Cozzens frowned. ‘I’m not in a position to offer a view,’ he said. ‘The frontier’s the Sultan’s problem. I can give no opinion on something I know nothing about.’ And something I’m never likely to learn about either, he thought bitterly. The Sultan had never been in the habit of telling him much even if he remembered. ‘I command in Khaswe. The Kha
liti army, at present commanded by Brigadier Wintle, at Dhafran, controls the frontiers.’
‘And if the Hejri decided not to trust the Sultan?’
Cozzens sighed, hating the job he had to do. ‘The officers in command at Hahdhdhah, Umrah and Aba el Zereibat,’ he said, ‘have already received their instructions. I have received no orders contrary to those I already hold, and have received no signal that I am likely to receive such orders. The evacuation south of the northern garrisons will therefore, I imagine, continue as originally planned.’
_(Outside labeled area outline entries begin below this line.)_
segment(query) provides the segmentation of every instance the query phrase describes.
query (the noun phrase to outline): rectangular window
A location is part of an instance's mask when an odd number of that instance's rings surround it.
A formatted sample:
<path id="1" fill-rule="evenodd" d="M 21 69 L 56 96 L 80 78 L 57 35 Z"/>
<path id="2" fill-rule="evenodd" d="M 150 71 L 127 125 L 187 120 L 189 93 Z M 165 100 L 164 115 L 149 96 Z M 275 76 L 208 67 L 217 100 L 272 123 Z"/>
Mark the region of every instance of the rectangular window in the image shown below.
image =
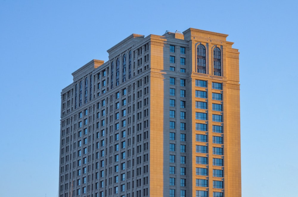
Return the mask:
<path id="1" fill-rule="evenodd" d="M 175 112 L 174 110 L 170 110 L 170 117 L 175 118 Z"/>
<path id="2" fill-rule="evenodd" d="M 195 168 L 195 175 L 200 175 L 203 176 L 207 176 L 207 168 Z"/>
<path id="3" fill-rule="evenodd" d="M 185 108 L 185 101 L 180 101 L 180 108 Z"/>
<path id="4" fill-rule="evenodd" d="M 197 87 L 207 87 L 206 81 L 203 80 L 195 80 L 195 86 Z"/>
<path id="5" fill-rule="evenodd" d="M 195 191 L 195 197 L 207 197 L 207 191 Z"/>
<path id="6" fill-rule="evenodd" d="M 212 89 L 216 90 L 222 90 L 221 83 L 212 82 Z"/>
<path id="7" fill-rule="evenodd" d="M 219 166 L 223 166 L 223 159 L 213 158 L 212 159 L 212 164 L 213 165 Z"/>
<path id="8" fill-rule="evenodd" d="M 185 59 L 184 57 L 180 58 L 180 64 L 181 65 L 185 65 Z"/>
<path id="9" fill-rule="evenodd" d="M 195 145 L 195 152 L 201 153 L 207 153 L 207 146 L 200 145 Z"/>
<path id="10" fill-rule="evenodd" d="M 170 128 L 175 129 L 176 127 L 175 122 L 174 121 L 170 121 Z"/>
<path id="11" fill-rule="evenodd" d="M 201 112 L 195 112 L 195 119 L 197 120 L 207 120 L 207 114 Z"/>
<path id="12" fill-rule="evenodd" d="M 214 154 L 222 155 L 223 154 L 223 148 L 218 147 L 212 147 L 212 153 Z"/>
<path id="13" fill-rule="evenodd" d="M 215 133 L 222 133 L 223 132 L 222 126 L 212 125 L 212 132 Z"/>
<path id="14" fill-rule="evenodd" d="M 195 108 L 206 110 L 207 109 L 207 103 L 201 101 L 196 101 Z"/>
<path id="15" fill-rule="evenodd" d="M 221 94 L 212 93 L 212 99 L 218 101 L 222 101 Z"/>
<path id="16" fill-rule="evenodd" d="M 224 188 L 224 182 L 220 181 L 213 181 L 213 188 L 223 189 Z"/>
<path id="17" fill-rule="evenodd" d="M 175 133 L 170 132 L 170 140 L 175 140 L 176 137 Z"/>
<path id="18" fill-rule="evenodd" d="M 185 87 L 185 80 L 183 79 L 180 79 L 180 86 Z"/>
<path id="19" fill-rule="evenodd" d="M 175 90 L 175 88 L 170 89 L 170 96 L 175 96 L 176 95 Z"/>
<path id="20" fill-rule="evenodd" d="M 186 130 L 186 123 L 184 122 L 180 123 L 180 130 L 182 131 L 185 131 Z"/>
<path id="21" fill-rule="evenodd" d="M 215 177 L 223 177 L 223 171 L 222 170 L 213 169 L 213 176 Z"/>
<path id="22" fill-rule="evenodd" d="M 185 119 L 185 112 L 180 112 L 180 119 Z"/>
<path id="23" fill-rule="evenodd" d="M 224 197 L 224 193 L 213 192 L 213 197 Z"/>
<path id="24" fill-rule="evenodd" d="M 185 148 L 186 146 L 185 145 L 180 145 L 180 152 L 185 153 Z"/>
<path id="25" fill-rule="evenodd" d="M 196 156 L 195 157 L 195 163 L 197 164 L 207 164 L 207 157 L 206 157 Z"/>
<path id="26" fill-rule="evenodd" d="M 185 156 L 180 156 L 180 163 L 185 164 L 186 163 L 186 157 Z"/>
<path id="27" fill-rule="evenodd" d="M 175 166 L 170 167 L 170 173 L 173 174 L 175 174 Z"/>
<path id="28" fill-rule="evenodd" d="M 222 137 L 218 136 L 212 136 L 212 142 L 215 144 L 222 144 L 223 143 Z"/>
<path id="29" fill-rule="evenodd" d="M 195 123 L 195 130 L 198 131 L 207 131 L 207 124 L 201 123 Z"/>
<path id="30" fill-rule="evenodd" d="M 212 98 L 213 94 L 212 93 Z M 201 91 L 199 90 L 195 90 L 195 97 L 198 98 L 207 98 L 207 92 L 206 91 Z"/>
<path id="31" fill-rule="evenodd" d="M 207 180 L 206 179 L 195 179 L 195 186 L 199 187 L 207 187 Z"/>
<path id="32" fill-rule="evenodd" d="M 207 135 L 195 134 L 195 141 L 197 142 L 207 142 Z"/>
<path id="33" fill-rule="evenodd" d="M 170 162 L 175 163 L 175 155 L 170 155 Z"/>
<path id="34" fill-rule="evenodd" d="M 219 112 L 222 111 L 222 106 L 220 104 L 212 104 L 212 110 Z"/>
<path id="35" fill-rule="evenodd" d="M 222 116 L 221 115 L 212 114 L 212 121 L 214 122 L 222 122 Z"/>
<path id="36" fill-rule="evenodd" d="M 180 168 L 180 175 L 186 175 L 186 168 L 181 167 Z"/>
<path id="37" fill-rule="evenodd" d="M 185 90 L 180 90 L 180 97 L 185 97 Z"/>
<path id="38" fill-rule="evenodd" d="M 180 47 L 180 54 L 185 54 L 185 47 Z"/>
<path id="39" fill-rule="evenodd" d="M 185 137 L 186 134 L 184 133 L 181 133 L 180 134 L 180 141 L 181 142 L 185 141 Z"/>
<path id="40" fill-rule="evenodd" d="M 180 186 L 182 187 L 185 187 L 185 182 L 186 182 L 186 179 L 180 179 Z M 185 190 L 184 190 L 183 191 L 185 191 Z"/>

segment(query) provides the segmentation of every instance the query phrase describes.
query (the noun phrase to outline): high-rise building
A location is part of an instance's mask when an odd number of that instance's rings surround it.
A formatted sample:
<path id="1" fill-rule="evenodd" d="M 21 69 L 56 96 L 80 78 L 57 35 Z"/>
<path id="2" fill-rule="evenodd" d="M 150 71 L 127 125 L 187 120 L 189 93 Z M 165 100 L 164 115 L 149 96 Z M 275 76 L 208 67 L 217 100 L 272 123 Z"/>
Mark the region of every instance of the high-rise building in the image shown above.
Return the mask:
<path id="1" fill-rule="evenodd" d="M 241 196 L 239 53 L 227 36 L 133 34 L 73 73 L 60 197 Z"/>

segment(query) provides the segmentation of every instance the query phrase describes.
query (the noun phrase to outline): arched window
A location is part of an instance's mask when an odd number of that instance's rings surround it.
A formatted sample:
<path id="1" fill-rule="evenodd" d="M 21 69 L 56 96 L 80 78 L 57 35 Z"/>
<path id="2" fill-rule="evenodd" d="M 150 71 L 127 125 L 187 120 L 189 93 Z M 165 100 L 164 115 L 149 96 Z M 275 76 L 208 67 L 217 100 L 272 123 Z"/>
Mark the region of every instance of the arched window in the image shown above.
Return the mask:
<path id="1" fill-rule="evenodd" d="M 131 78 L 131 51 L 128 53 L 128 79 Z"/>
<path id="2" fill-rule="evenodd" d="M 116 85 L 115 86 L 119 85 L 119 66 L 120 64 L 119 58 L 116 61 Z"/>
<path id="3" fill-rule="evenodd" d="M 111 63 L 111 89 L 114 87 L 114 62 L 112 62 Z"/>
<path id="4" fill-rule="evenodd" d="M 92 76 L 90 75 L 90 87 L 89 88 L 89 94 L 90 96 L 89 97 L 89 100 L 92 100 Z"/>
<path id="5" fill-rule="evenodd" d="M 86 78 L 85 79 L 85 102 L 84 103 L 87 103 L 88 101 L 88 78 Z"/>
<path id="6" fill-rule="evenodd" d="M 77 84 L 75 85 L 74 91 L 74 109 L 77 107 Z"/>
<path id="7" fill-rule="evenodd" d="M 206 74 L 206 49 L 201 44 L 197 48 L 197 72 Z"/>
<path id="8" fill-rule="evenodd" d="M 79 101 L 79 107 L 82 106 L 82 81 L 80 82 L 80 98 Z"/>
<path id="9" fill-rule="evenodd" d="M 126 81 L 126 55 L 123 55 L 122 58 L 122 82 Z"/>
<path id="10" fill-rule="evenodd" d="M 213 74 L 217 76 L 221 76 L 221 50 L 218 47 L 215 47 L 213 50 Z"/>

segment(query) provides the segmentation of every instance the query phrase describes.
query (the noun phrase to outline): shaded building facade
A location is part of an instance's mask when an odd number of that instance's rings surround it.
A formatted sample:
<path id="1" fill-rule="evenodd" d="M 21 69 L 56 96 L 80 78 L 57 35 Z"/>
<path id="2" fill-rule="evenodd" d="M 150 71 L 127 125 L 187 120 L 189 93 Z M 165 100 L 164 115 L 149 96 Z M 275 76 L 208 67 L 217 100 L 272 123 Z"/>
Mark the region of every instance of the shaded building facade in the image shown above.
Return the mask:
<path id="1" fill-rule="evenodd" d="M 241 196 L 239 53 L 227 36 L 133 34 L 73 73 L 59 196 Z"/>

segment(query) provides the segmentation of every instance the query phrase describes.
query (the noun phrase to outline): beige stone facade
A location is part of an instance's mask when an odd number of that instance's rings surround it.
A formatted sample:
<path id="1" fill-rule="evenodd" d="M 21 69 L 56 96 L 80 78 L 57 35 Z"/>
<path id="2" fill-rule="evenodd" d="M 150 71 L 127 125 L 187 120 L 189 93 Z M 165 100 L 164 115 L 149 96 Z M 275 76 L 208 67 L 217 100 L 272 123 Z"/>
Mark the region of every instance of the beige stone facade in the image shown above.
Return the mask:
<path id="1" fill-rule="evenodd" d="M 239 53 L 192 28 L 132 34 L 62 90 L 59 196 L 241 196 Z"/>

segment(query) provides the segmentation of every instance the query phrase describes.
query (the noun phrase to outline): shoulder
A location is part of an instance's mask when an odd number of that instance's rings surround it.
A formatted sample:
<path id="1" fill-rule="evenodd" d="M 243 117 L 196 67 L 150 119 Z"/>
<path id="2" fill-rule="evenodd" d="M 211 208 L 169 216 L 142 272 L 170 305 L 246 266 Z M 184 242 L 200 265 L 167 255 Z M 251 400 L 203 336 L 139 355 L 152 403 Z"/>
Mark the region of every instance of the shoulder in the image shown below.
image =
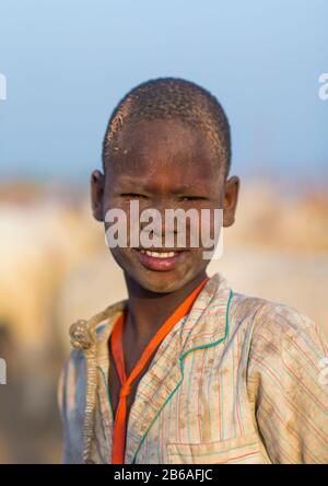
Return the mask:
<path id="1" fill-rule="evenodd" d="M 249 321 L 254 342 L 262 334 L 273 342 L 308 336 L 318 339 L 323 348 L 327 346 L 317 323 L 303 312 L 283 303 L 234 293 L 231 314 L 239 322 Z"/>
<path id="2" fill-rule="evenodd" d="M 89 320 L 79 320 L 70 326 L 70 342 L 72 350 L 62 367 L 59 384 L 67 392 L 74 389 L 78 381 L 86 380 L 86 361 L 89 356 L 97 358 L 107 351 L 107 339 L 110 331 L 121 314 L 126 301 L 117 302 L 91 316 Z"/>

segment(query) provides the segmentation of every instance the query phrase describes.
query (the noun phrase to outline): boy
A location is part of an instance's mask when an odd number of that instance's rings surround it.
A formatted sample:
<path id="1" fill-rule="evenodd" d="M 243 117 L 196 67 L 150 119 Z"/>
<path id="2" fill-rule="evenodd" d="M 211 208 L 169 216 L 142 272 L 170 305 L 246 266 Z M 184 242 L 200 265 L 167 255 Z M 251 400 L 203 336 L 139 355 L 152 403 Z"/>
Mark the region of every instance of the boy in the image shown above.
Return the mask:
<path id="1" fill-rule="evenodd" d="M 229 123 L 209 92 L 145 82 L 109 120 L 93 215 L 107 231 L 112 209 L 129 225 L 131 201 L 161 215 L 222 208 L 230 227 L 239 185 L 230 163 Z M 187 232 L 185 247 L 112 247 L 129 298 L 71 327 L 75 349 L 59 385 L 63 461 L 327 462 L 317 328 L 285 305 L 234 293 L 219 274 L 208 279 L 209 259 Z"/>

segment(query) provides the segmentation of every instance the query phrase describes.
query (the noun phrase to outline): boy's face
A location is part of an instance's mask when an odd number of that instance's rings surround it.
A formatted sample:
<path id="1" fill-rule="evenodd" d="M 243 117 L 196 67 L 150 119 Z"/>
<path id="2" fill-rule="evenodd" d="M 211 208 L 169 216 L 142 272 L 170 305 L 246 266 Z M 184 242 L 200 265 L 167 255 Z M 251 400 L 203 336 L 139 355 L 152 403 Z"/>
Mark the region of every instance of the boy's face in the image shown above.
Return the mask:
<path id="1" fill-rule="evenodd" d="M 192 208 L 200 215 L 201 209 L 223 208 L 224 225 L 233 223 L 238 180 L 224 181 L 224 170 L 201 130 L 179 120 L 144 120 L 122 130 L 118 147 L 107 161 L 105 175 L 95 171 L 92 176 L 97 220 L 104 221 L 109 209 L 118 208 L 126 212 L 129 228 L 130 201 L 138 200 L 140 212 L 150 208 L 161 212 L 163 232 L 165 209 Z M 204 276 L 209 264 L 203 247 L 190 247 L 188 225 L 186 236 L 187 245 L 181 248 L 176 243 L 165 247 L 163 235 L 162 247 L 153 248 L 157 255 L 144 253 L 142 245 L 117 246 L 112 253 L 128 279 L 153 292 L 172 292 Z"/>

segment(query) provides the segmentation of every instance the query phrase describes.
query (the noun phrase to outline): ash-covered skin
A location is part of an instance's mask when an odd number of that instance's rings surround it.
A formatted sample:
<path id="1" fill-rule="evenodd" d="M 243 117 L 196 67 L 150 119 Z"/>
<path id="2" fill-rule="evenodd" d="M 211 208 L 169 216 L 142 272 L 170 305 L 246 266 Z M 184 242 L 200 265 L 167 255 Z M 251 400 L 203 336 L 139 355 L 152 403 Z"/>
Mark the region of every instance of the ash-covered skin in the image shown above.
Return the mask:
<path id="1" fill-rule="evenodd" d="M 140 211 L 157 209 L 163 223 L 165 209 L 223 208 L 224 225 L 229 227 L 234 221 L 238 180 L 225 181 L 224 172 L 201 130 L 178 119 L 142 120 L 132 127 L 128 124 L 106 161 L 105 175 L 93 172 L 94 216 L 104 221 L 109 209 L 120 208 L 127 213 L 129 227 L 130 200 L 138 199 Z M 201 247 L 187 247 L 174 268 L 166 271 L 147 268 L 136 248 L 110 251 L 126 278 L 152 292 L 172 292 L 191 280 L 200 281 L 209 264 Z"/>

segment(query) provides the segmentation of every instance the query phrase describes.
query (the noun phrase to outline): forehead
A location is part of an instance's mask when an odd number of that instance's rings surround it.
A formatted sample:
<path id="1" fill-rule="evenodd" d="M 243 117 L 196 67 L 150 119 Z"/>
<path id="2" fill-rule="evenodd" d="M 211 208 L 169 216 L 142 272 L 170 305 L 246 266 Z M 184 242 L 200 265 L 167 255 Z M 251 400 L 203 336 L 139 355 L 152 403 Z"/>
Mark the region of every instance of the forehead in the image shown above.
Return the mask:
<path id="1" fill-rule="evenodd" d="M 219 178 L 220 164 L 206 134 L 177 119 L 129 124 L 118 136 L 107 167 L 115 176 L 183 178 L 186 184 Z"/>

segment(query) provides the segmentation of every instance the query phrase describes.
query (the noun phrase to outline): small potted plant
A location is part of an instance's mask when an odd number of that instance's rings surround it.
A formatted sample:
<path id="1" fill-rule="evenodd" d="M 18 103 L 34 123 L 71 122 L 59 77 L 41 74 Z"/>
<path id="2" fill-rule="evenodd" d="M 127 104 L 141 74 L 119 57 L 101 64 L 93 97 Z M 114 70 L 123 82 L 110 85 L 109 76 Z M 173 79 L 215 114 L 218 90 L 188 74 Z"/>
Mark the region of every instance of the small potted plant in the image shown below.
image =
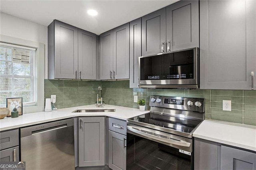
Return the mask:
<path id="1" fill-rule="evenodd" d="M 140 107 L 140 111 L 145 111 L 145 105 L 146 105 L 145 100 L 139 100 L 137 103 Z"/>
Gloag almost pitied Cozzens. He was playing him like a fish on a line. ‘My information,’ he went on, ‘is that Aziz el Beidawi himself is up near Hahdhdhah with most of his men.’
‘If that’s your information, I’d like to know where you got it,’ Cozzens snapped back. Sometimes the bloody newspaper and television people had more money to spend on information than the army itself! ‘In any case,’ he ended, ‘I have every confidence in the officer in command.’
Gloag ignored his burst of anger. He had been about to point out that confidence didn’t count for much when there were a hundred of the enemy to every one of you, but he suddenly lost patience and sat down. In his cynical way, he could keep it up for hours if necessary, but he was growing bored. He glanced across at his cameraman who held up a thumb to indicate that he not only had General Cozzens answering questions but he also had Alec Gloag asking them, which, to viewers in England, was probably much more important. While they had never heard of General Cozzens. and couldn’t care less what sort of show he put up, the performance of Alec Gloag was a matter of great moment to the elderly ladies who followed his programme in Bath, Cheltenham and Tunbridge Wells.
As another of the Americans got to his feet with the scrape of a chair, Gloag wondered how best to set about his programme. He had plenty of shots of burning cars and shattered shop fronts in Khaswe, and some good footage of youngsters running from the police. He had the Bishop of Harwick with the breeze blowing his thinning hair about his eyes and Hobbins holding forth on the moral courage that was so lacking in the Government It was still incomplete, though. Having got the British public aware of the garrison at Hahdhdhah, they’d be watching for what happened to them – as if they were watching Watford in a cup-tie against Chelsea – asking themselves if the lost cause was going to come off, and he found himself wondering if he could somehow get permission to go up to Hahdhdhah before it was too late and, if so, if he could get a promise from Aziz el Beidawi, in return for some footage of film, of a safe passage back. He wondered, in fact, what Aziz was thinking about it all, and what the situation was at that moment at Hahdhdhah. He’d heard they were still playing football with the natives.